Hybrid KD loss — temperature‑scaled KL (soft targets) + CE (hard pseudo‑labels) + hidden‑state MSE + cosine alignment; optional attention‑map MSE.
Parameter‑efficient finetuning — optional LoRA on the student.
Quantization & export — post‑training dynamic INT8 and ONNX export (best‑effort).
Kubernetes‑ready — PVC, ConfigMap, Deployment/Service for API, and a one‑off Job.
Hugging Face ecosystem — Transformers/Datasets/Accelerate/PEFT.

Quickstart (Local)

python -m venv .venv && source .venv/bin/activate
pip install --upgrade pip
pip install -r requirements.txt

# Windows: set a writeable artifacts directory
# PowerShell
mkdir data
$env:DATA_DIR = "$PWD/data"

uvicorn app:api --host 0.0.0.0 --port 8000 --reload

Submit a tiny demo job:

curl -X POST http://localhost:8000/distill -H "Content-Type: application/json" -d '{
  "teacher_model": "gpt2",
  "student_model": "distilgpt2",
  "dataset": "wikitext",
  "subset": "wikitext-2-raw-v1",
  "max_steps": 30,
  "per_device_batch_size": 2,
  "grad_accum_steps": 4,
  "logging_steps": 5,
  "save_every": 30,
  "temperature": 2.0
}'

List/download artifacts:

curl http://localhost:8000/artifacts/<job_id>
curl -L "http://localhost:8000/download/<job_id>/config.json" -o config.json

Kubernetes (Demo)

# 1) Build & push
docker build -t <your-registry>/llm2slm:latest .
docker push <your-registry>/llm2slm:latest

# 2) Storage + defaults
kubectl apply -f k8s/pvc.yaml
kubectl apply -f k8s/config.yaml

# 3) API (edit image in k8s/api-deployment.yaml)
kubectl apply -f k8s/api-deployment.yaml
kubectl apply -f k8s/api-service.yaml

# 4) One-off distillation Job (edit image in k8s/distill-job.yaml)
kubectl apply -f k8s/distill-job.yaml

# 5) Port-forward API
kubectl port-forward svc/llm2slm-api 8080:80
# POST to http://localhost:8080/distill

GPU: add resource requests/limits and the NVIDIA device plugin; the code auto‑uses CUDA if available.

API

POST /distill — start a distillation job (payload mirrors schemas.DistillConfig).
GET /status/{job_id} — return current/completed job status.
GET /artifacts/{job_id} — list generated files in the job folder.
GET /download/{job_id}/{path} — download any artifact.

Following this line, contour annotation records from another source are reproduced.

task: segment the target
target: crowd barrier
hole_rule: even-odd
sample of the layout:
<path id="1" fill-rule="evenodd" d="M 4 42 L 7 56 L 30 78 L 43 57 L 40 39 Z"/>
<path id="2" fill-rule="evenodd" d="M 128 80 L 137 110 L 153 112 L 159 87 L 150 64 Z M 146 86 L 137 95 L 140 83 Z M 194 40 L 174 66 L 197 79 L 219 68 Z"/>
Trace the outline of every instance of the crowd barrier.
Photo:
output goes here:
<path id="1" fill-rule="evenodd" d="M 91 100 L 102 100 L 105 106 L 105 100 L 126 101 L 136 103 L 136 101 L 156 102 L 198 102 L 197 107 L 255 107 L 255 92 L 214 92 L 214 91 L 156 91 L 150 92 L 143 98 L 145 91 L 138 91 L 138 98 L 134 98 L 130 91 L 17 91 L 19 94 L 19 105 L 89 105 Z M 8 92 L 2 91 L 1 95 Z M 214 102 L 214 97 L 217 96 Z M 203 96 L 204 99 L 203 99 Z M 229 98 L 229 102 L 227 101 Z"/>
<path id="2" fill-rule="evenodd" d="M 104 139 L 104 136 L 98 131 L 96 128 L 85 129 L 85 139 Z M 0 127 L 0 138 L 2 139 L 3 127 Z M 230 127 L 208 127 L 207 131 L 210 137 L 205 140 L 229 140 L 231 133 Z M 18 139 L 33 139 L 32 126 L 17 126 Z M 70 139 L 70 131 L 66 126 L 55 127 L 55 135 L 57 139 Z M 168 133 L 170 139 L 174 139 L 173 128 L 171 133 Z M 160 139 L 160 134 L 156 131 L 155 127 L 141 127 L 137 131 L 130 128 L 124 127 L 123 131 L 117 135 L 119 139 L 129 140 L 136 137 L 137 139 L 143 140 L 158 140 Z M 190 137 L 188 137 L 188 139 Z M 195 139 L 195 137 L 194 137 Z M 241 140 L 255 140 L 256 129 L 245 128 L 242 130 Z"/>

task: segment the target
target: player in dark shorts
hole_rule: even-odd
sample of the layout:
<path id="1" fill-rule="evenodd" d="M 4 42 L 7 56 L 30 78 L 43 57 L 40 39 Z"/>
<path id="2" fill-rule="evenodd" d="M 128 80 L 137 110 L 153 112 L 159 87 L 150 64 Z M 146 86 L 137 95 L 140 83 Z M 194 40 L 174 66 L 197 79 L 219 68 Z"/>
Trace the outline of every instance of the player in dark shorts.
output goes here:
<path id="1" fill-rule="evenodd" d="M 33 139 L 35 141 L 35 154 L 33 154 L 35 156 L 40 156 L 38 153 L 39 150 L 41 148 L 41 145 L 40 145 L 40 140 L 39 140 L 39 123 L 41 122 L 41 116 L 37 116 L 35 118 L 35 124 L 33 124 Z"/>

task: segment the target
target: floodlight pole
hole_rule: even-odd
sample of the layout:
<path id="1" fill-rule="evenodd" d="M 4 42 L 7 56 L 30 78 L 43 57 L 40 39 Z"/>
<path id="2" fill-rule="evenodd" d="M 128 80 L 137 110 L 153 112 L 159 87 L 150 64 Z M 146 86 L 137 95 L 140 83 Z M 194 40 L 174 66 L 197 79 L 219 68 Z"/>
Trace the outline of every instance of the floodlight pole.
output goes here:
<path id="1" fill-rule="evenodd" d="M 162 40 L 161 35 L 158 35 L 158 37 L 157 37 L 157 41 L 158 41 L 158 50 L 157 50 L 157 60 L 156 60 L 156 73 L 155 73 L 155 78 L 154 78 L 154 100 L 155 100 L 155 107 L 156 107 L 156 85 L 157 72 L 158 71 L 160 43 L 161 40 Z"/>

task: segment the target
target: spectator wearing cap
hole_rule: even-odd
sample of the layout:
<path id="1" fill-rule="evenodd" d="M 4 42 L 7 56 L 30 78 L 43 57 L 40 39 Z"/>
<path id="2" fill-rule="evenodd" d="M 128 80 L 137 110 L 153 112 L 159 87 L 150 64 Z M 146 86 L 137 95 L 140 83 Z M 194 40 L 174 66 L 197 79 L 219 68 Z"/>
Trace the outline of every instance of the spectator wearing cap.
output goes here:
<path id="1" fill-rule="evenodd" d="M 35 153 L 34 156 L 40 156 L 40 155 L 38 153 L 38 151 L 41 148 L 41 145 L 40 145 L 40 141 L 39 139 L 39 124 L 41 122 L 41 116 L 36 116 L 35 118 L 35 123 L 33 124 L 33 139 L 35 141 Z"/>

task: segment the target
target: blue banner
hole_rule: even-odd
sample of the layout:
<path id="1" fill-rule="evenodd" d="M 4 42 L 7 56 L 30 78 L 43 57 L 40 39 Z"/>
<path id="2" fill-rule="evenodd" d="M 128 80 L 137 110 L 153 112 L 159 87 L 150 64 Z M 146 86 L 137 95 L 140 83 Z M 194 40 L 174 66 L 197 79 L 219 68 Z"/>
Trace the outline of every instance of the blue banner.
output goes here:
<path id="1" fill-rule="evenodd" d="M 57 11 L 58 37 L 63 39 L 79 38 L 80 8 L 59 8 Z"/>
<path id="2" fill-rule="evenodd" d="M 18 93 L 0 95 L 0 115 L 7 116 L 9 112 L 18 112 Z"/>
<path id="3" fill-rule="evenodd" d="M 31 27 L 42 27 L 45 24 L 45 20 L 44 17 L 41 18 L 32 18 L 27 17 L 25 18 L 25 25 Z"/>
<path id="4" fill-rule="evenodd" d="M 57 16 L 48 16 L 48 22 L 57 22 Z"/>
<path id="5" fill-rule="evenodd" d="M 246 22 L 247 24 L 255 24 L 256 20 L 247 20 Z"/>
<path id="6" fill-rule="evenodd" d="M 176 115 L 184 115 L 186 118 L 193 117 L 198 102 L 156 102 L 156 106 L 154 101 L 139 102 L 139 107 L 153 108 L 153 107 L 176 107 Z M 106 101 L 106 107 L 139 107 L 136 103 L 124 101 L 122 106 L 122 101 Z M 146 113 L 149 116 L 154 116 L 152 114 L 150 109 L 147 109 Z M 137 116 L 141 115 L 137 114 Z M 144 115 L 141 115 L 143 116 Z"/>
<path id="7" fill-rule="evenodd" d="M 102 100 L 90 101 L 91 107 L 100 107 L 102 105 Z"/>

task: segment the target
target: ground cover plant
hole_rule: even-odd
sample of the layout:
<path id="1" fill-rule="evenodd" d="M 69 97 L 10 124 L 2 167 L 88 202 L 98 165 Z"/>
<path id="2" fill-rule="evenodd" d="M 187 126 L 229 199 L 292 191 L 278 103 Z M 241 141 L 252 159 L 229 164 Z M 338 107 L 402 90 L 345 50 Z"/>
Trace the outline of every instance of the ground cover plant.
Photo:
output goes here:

Example payload (abridged):

{
  "teacher_model": "gpt2",
  "student_model": "distilgpt2",
  "dataset": "wikitext",
  "subset": "wikitext-2-raw-v1",
  "split": "train",
  "max_steps": 200,
  "per_device_batch_size": 2,
  "grad_accum_steps": 8,
  "temperature": 2.0,
  "alpha_kl": 0.7,
  "beta_ce": 0.3,
  "gamma_mse": 0.05,
  "delta_cos": 0.05,
  "epsilon_attn": 0.0,
  "lora_r": 8,
  "lora_alpha": 16,
  "lora_dropout": 0.05,
  "use_qat": false,
  "post_training_quant": true,
  "export_onnx": true
}

Algorithm (High‑Level)

1) Token-level KD (soft targets)

For sequence tokens $t=1,\dots,L-1$ (causal shift), with teacher/student logits $z_t^{(T)}, z_t^{(S)} \in \mathbb{R}^{V}$ and temperature $T>0$:

$$ \mathcal{L} = \alpha, \mathcal{L}_{\mathrm{KD}} + \beta, \mathcal{L}_{\mathrm{CE}} + \gamma, \mathcal{L}_{\mathrm{MSE}} + \delta, \mathcal{L}_{\cos} + \varepsilon, \mathcal{L}_{\mathrm{Attn}}. $$

The factor $T^2$ preserves gradient scale under temperature smoothing.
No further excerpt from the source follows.